One problem after the next

Fading perseverance

Fading light

Fading energy

To fight the darkness

To be able to stay patient

To wait

And wait and further

Learn to wait

For better times

For better paths 

And tunnels

That take you far and further into the light

Away from the dark

Away from the misery

The misery of uncertainty

The uncertainty of life

Because life is moody

That can make you one day

And ruin you the next

It can break you and build you at the same time

Hug you and stab you with the same hands

Show you how to love when all you have is bottled up hate

Show you how to live even when everything is at stake

It can twist your heart until you smile

For you’re too tired to hurt anymore

Too tired to worry about the pain

To tremble when the earth quakes

For life is nothing but a mystery that’s waiting to be discovered

Then uncovered

And then silently consumed

For every individual is entitled to life’s secret

But through their own ways

Amidst their own haze

So let’s embrace equally

The good and the bad

For there isn’t much left to do 

Than live the life we’ve been given to. 

Reasons

There were many reasons my mother and I slept together and many reasons why my mother and father didn’t sleep together

There were few reasons why my mother needed an AC and few why I couldn’t tolerate it

“Should I switch on the AC, maa?”

Silence.

As I followed her around the house for even an acceptance of my question, I was awarded with a chore. 
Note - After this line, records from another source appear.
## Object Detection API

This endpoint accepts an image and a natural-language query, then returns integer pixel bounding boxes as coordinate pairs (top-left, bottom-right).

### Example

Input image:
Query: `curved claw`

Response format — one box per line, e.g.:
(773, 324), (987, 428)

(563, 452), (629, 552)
“Go bring your brother’s uniform and keep it on the sofa.”

There were many reasons why my brother had his uniform kept on the sofa and many reasons why he couldn’t dress himself in his room

“I tired. I did. I can’t find it. Can you tell me where it is exactly kept?”

Silence. 

There were few reasons why I didn’t know where his uniform was and few reasons why I didn’t care

Patience lost it’s grip like a finger holding onto the edge of a mountain and irritation took over me. 
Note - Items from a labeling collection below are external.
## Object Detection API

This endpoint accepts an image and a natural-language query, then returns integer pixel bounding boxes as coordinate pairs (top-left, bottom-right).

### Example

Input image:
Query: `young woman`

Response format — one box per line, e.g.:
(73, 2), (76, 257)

“MAA, SHOULD I SWITCH ON THE AC?”

“What difference does it make anymore?” 

Was the reply.

There were many reasons why she said that and there were few that I knew. 

Divenire

Dark thoughts and lonely nights. 

Shine the light, Heaven be my guide

Unravel the mystery, no more secrets

Let’s create history

Hard to think

Insurmountable

Energy of the wind

Lust pleasure heartache

Oh precious, there is not much at stake

So hold tight, listen carefully

the angel cry

Falling from above

Like a mist of dreams and magic dust

We are in a whirlpool 

Nothing was ever still

Nothing ever touched us

Touched us so

Our hearts we could let free

And give into 

This madness

Uncontrollable

Irresistible

Enigmatical

Round and round

And round and round

And round

Hold tight

Don’t give up

Let him take you in his grace

He has shown the light 

Heaven has welcomed you with arms spread wide.